Rhodes had another big save on Evergreen junior Lindsay Jeans in the opening minutes of the second half.
“They were really hungry,” Evergreen coach Peter Jeans said of the Nighthawks. “They played really hard and very effectively. They took their chance in the first half when they had it. That got us on our back foot and we were behind the 8-ball the rest of the night.”
Northfield put the game away with goals by sophomore Betza Contreras-Martinez (65th minute) and freshman Emma Gustafson (77th minute) to seal the victory and the first trip to the semifinals for the young program.
“All the respect to Evergreen.
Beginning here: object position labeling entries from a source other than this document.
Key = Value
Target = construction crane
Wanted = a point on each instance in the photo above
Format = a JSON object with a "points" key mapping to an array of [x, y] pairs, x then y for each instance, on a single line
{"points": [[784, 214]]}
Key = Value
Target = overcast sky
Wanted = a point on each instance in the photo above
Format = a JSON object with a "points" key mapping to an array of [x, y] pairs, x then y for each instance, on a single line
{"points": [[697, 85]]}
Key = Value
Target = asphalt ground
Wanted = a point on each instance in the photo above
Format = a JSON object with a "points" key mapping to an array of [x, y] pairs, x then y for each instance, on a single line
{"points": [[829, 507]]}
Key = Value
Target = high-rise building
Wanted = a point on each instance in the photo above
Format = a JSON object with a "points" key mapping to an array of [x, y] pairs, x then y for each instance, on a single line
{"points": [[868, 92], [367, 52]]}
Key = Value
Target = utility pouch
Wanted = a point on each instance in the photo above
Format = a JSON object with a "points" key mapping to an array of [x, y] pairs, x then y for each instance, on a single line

They have a great tradition here,” Nestor said. “We are trying to establish that tradition at our school right now.”
It is a bit of the end of an era for the Cougars with the Rapp triplets — Elizabeth, Rami and Catherine — graduating and moving onto Division I programs next school year. Evergreen had amassed a 42-7-3 record over the last four years, which included the cancelled Spring 2020 season due to the COVID pandemic.
“They (Nighthawks) are a very good team. We knew we were in for a fight,” Coach Jeans said. “They got the better of us tonight. Hats off to them. They are a really good team.”
Evergreen was the state runner-up in 2019 and 2021, but couldn’t get past the upstart Nighthawks to reach a third state semifinal over the past four years.
“The next season always starts right after you lose that last game of the season,” Coach Jeans said. “We’ll work really hard in the off-season and try to go after a conference title and try to make a nice playoff run next year.”
Northfield will take its 14-game winning streak up against the Demons, who defeated Steamboat Springs 4-1 on Tuesday night.
“We just have that fire right now,” Vasquez-Malpica said. “We nine seniors on the team. We are in it to the end.”